Let $\mathscr{F}$ be a quasi-coherent sheaf on $Y$. For simplicity say $Y$ is an affine variety. Suppose we have a map $f:X\to Y$ (suppose $X$ is also an affine variety), I'm wondering if the inverse image (pullback) sheaf $f^{-1}\mathscr{F}$ is quasi-coherent? And if so what is the relation between their corresponding modules?

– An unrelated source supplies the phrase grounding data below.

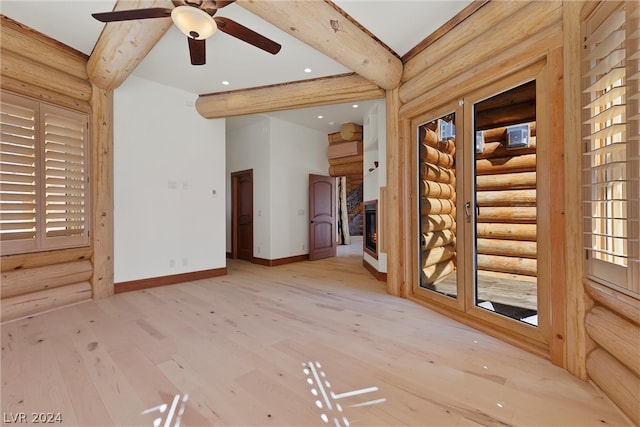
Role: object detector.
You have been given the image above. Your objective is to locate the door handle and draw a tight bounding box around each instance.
[309,220,315,224]
[464,202,471,222]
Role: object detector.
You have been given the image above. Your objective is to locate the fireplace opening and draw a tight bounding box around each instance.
[364,200,378,259]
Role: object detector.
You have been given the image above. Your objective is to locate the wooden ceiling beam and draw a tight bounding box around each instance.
[235,0,403,90]
[196,73,384,119]
[87,0,174,90]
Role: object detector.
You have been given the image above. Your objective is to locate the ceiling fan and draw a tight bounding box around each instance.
[92,0,281,65]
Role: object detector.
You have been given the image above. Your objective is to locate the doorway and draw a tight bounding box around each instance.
[308,174,336,260]
[231,169,253,261]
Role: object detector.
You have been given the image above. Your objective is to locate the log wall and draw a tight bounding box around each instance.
[420,127,457,285]
[388,0,565,365]
[0,16,112,321]
[476,124,537,281]
[585,281,640,425]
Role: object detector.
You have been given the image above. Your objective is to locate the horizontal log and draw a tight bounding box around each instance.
[420,180,455,199]
[1,247,92,272]
[421,163,456,185]
[422,128,456,155]
[477,207,537,223]
[197,73,384,119]
[420,198,455,215]
[586,348,640,426]
[0,15,89,80]
[1,48,92,101]
[475,101,536,131]
[422,244,455,268]
[422,259,456,285]
[477,254,537,277]
[476,171,537,191]
[476,223,537,241]
[476,153,537,175]
[399,25,560,120]
[421,230,456,250]
[328,161,363,177]
[585,281,640,326]
[329,155,364,166]
[477,189,537,207]
[328,140,363,159]
[477,138,537,159]
[477,269,538,284]
[340,123,363,141]
[1,260,92,298]
[480,122,537,143]
[402,1,526,81]
[399,1,561,103]
[476,238,537,258]
[421,214,455,233]
[1,281,92,323]
[421,144,455,168]
[0,75,91,114]
[328,132,347,144]
[586,306,640,377]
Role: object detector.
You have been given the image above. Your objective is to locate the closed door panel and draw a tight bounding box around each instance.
[309,175,336,260]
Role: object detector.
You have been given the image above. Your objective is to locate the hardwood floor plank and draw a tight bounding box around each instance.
[0,253,631,426]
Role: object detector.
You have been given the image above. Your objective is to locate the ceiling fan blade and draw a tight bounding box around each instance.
[214,17,281,55]
[188,37,206,65]
[92,8,172,23]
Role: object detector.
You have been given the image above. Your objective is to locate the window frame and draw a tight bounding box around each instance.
[581,1,640,294]
[1,90,91,256]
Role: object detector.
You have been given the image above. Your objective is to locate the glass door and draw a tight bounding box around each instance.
[470,80,539,326]
[414,62,551,350]
[414,101,465,310]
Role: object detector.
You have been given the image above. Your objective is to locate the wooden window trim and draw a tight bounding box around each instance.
[1,90,90,256]
[581,1,640,294]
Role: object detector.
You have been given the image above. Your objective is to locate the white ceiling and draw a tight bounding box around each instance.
[0,0,472,134]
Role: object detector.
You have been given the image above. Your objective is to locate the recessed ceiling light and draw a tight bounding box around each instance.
[352,104,359,108]
[222,81,230,85]
[317,115,323,119]
[304,68,312,73]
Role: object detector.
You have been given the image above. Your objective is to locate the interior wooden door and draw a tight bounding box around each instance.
[232,169,253,261]
[309,174,336,260]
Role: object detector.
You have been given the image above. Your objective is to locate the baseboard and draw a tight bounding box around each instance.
[226,251,232,259]
[363,259,387,282]
[115,267,227,294]
[252,254,309,267]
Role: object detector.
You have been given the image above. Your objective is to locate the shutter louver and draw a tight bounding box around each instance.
[42,105,88,246]
[0,91,90,255]
[0,94,38,251]
[583,1,640,292]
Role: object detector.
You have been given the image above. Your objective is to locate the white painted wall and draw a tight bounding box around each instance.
[225,117,271,259]
[225,116,328,260]
[114,75,226,283]
[363,100,388,273]
[269,117,329,259]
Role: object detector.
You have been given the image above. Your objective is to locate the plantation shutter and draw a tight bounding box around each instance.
[41,104,89,248]
[582,1,640,292]
[0,93,39,253]
[0,91,89,255]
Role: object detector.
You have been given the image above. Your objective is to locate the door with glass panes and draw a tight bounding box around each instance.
[414,63,550,348]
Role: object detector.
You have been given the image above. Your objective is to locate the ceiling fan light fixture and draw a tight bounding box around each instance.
[171,5,217,40]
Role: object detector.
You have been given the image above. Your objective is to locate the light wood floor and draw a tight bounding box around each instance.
[1,244,630,426]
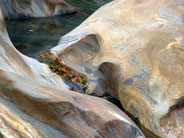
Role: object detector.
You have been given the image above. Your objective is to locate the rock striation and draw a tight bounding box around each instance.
[0,8,144,138]
[50,0,184,137]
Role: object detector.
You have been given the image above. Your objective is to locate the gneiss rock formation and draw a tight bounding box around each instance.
[50,0,184,137]
[0,9,144,138]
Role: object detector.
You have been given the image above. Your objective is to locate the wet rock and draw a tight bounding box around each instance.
[0,9,144,138]
[50,0,184,137]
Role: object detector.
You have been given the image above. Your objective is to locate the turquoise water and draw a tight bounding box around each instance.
[5,13,86,60]
[5,1,105,60]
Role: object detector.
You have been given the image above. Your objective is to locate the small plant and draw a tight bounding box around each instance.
[39,50,89,94]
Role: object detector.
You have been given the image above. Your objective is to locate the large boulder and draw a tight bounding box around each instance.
[0,9,144,138]
[50,0,184,137]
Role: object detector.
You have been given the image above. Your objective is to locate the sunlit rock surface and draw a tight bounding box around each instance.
[0,0,76,19]
[50,0,184,137]
[0,8,144,138]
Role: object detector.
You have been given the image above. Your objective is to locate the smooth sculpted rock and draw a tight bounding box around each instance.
[0,0,76,19]
[0,9,144,138]
[50,0,184,137]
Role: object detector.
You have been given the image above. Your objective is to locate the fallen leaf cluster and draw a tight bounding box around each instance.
[40,50,89,94]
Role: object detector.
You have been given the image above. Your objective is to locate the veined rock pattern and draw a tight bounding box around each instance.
[50,0,184,137]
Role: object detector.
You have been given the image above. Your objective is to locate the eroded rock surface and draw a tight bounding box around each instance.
[0,9,144,138]
[50,0,184,137]
[0,0,76,18]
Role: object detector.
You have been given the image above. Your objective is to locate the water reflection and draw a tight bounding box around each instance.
[5,12,88,59]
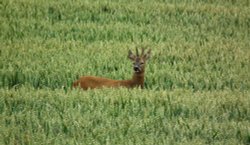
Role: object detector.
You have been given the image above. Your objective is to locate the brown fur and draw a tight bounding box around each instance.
[72,48,151,90]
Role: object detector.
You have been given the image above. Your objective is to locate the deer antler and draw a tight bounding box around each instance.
[141,47,145,56]
[128,49,135,60]
[136,48,139,56]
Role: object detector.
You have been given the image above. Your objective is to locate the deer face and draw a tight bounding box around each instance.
[128,48,151,73]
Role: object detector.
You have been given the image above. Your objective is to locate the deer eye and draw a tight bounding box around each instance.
[140,62,144,65]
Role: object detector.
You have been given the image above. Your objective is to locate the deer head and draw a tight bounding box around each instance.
[128,48,151,74]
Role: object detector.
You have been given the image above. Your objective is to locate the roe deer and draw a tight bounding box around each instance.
[72,48,151,90]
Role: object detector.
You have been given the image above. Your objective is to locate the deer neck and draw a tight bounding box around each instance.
[131,71,145,88]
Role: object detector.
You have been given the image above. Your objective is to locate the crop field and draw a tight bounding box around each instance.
[0,0,250,144]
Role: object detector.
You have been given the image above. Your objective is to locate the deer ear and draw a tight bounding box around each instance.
[143,49,151,60]
[128,50,136,60]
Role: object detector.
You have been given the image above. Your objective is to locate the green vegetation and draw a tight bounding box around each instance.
[0,0,249,144]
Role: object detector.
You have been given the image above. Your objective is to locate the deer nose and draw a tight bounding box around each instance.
[134,65,141,72]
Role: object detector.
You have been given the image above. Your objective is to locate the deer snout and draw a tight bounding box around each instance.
[134,65,141,72]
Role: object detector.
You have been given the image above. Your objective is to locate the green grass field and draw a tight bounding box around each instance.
[1,0,250,144]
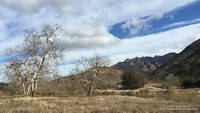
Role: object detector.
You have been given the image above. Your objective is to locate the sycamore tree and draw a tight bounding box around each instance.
[73,54,110,96]
[4,25,63,97]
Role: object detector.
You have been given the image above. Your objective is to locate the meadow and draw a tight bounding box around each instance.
[0,87,199,113]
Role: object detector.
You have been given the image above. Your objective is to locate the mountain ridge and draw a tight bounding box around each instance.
[154,39,200,79]
[113,53,177,72]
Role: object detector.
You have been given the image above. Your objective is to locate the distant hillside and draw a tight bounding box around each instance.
[113,53,177,72]
[0,83,12,95]
[0,83,9,91]
[154,39,200,80]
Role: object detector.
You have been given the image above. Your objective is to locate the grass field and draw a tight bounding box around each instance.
[0,95,199,113]
[0,85,200,113]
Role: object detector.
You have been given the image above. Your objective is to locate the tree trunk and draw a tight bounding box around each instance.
[22,82,31,95]
[34,80,38,93]
[27,85,31,95]
[32,79,38,97]
[88,82,95,96]
[31,73,39,97]
[22,83,26,95]
[30,78,36,97]
[88,73,97,96]
[31,82,34,97]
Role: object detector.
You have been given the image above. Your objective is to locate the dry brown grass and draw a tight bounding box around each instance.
[0,96,199,113]
[0,85,199,113]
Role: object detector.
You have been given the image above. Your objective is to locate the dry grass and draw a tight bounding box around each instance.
[96,85,200,105]
[162,91,200,105]
[0,96,199,113]
[0,85,199,113]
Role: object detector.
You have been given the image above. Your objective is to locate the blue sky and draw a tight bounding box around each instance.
[110,1,200,38]
[0,0,200,78]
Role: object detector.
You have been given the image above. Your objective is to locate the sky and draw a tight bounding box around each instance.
[0,0,200,79]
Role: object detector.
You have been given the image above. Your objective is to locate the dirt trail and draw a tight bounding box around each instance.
[98,84,165,93]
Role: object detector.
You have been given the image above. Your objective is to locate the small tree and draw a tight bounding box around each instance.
[73,54,110,96]
[162,74,180,88]
[4,25,63,97]
[121,71,146,90]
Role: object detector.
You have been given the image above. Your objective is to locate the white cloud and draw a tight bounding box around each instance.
[0,0,71,13]
[0,0,197,51]
[160,18,200,30]
[0,22,8,41]
[121,16,156,35]
[0,0,197,25]
[0,7,119,50]
[0,6,17,41]
[58,25,119,50]
[0,0,197,50]
[108,23,200,63]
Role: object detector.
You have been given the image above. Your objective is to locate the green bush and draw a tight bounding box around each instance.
[162,75,180,88]
[164,86,177,99]
[135,89,154,98]
[93,91,118,96]
[120,91,135,96]
[121,71,147,90]
[125,91,135,96]
[182,79,200,88]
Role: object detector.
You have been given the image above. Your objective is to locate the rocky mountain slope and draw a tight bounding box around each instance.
[154,39,200,79]
[113,53,177,72]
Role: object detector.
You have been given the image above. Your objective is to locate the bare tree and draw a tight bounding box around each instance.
[4,25,63,97]
[73,54,110,96]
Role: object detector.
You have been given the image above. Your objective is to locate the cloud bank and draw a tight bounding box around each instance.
[0,0,197,51]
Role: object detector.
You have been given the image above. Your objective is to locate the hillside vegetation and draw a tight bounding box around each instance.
[154,39,200,88]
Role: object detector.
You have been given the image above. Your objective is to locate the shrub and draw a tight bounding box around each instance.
[134,89,154,98]
[166,86,177,95]
[182,79,200,88]
[120,91,135,96]
[162,75,180,88]
[125,91,135,96]
[121,71,147,90]
[164,86,177,99]
[93,91,118,96]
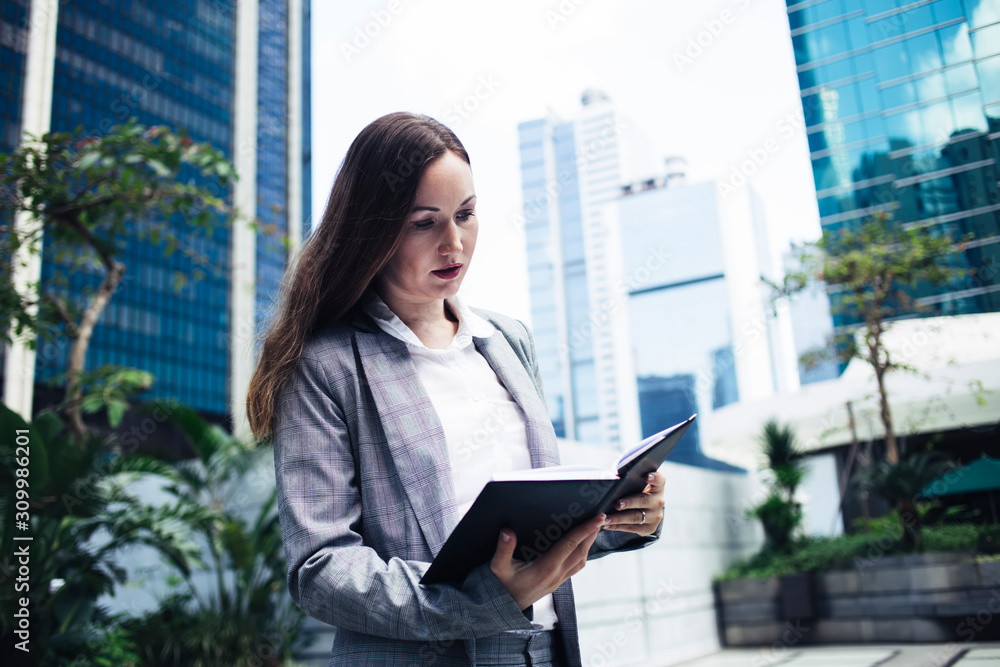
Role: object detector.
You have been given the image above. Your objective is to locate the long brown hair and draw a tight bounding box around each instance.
[246,112,471,441]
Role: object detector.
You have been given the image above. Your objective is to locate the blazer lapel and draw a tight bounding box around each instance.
[474,334,561,469]
[355,331,458,557]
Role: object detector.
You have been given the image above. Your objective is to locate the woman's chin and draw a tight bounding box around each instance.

Let me tell you about my own attempt:
I know that any quasi-coherent sheaf is isomorphic to $\tilde{M}=M\otimes_{k[Y]}\mathscr{O}_Y$ where $M$ is a $k[Y]$-module. The map $f$ also induces a map $f^*: k[Y]\to k[X]$, meaning $k[X]$ is a $k[Y]$-algebra. By extension of scalars we find a $k[X]$-$k[Y]$ bimodule $M\otimes_{k[Y]}k[X]$. Then $$\tilde{M} = M\otimes_{k[Y]}\mathscr{O}_Y =(M\otimes_{k[Y]}k[X])\otimes_{k[X]}\mathscr{O}_Y$$ The only thing stopping the above sheaf to be sheaf on $X$ is $\mathscr{O}_Y$ not being $\mathscr{O}_X$. So I thought maybe we have (very naively) $$ f^{-1}\tilde{M} = (M\otimes_{k[Y]}k[X])\otimes_{k[X]}\mathscr{O}_X $$ I searched a little bit and seems like this is actually true. So I thought of proving it. It is enough we show it for a basis of topology of $X$, say $D(g)=\{x\in X|g(x)\neq 0\}$ for $g\in k[X]$. Then by definition $$ \Gamma(D(g), f^{-1}\tilde{M})=\varinjlim_{V\supset f(D(g))} \Gamma(V, \tilde{M})=M\otimes_{k[Y]} \varinjlim_{V\supset f(D(g))} \Gamma(V, \mathscr{O}_Y) $$ which is $(M\otimes_{k[Y]}k[X])\otimes_{k[X]} \Gamma(D(g), f^{-1}\mathscr{O}_Y)$. This means $$f^{-1}\tilde{M} = (M\otimes_{k[Y]}k[X])\otimes_{k[X]} f^{-1}\mathscr{O}_Y$$ But do we have $f^{-1}\mathscr{O}_Y=\mathscr{O}_X$? I don't so (I mean for any $f$ this is true? really?)! But if it is, how do we prove it? Also in the above argument is there any flaws?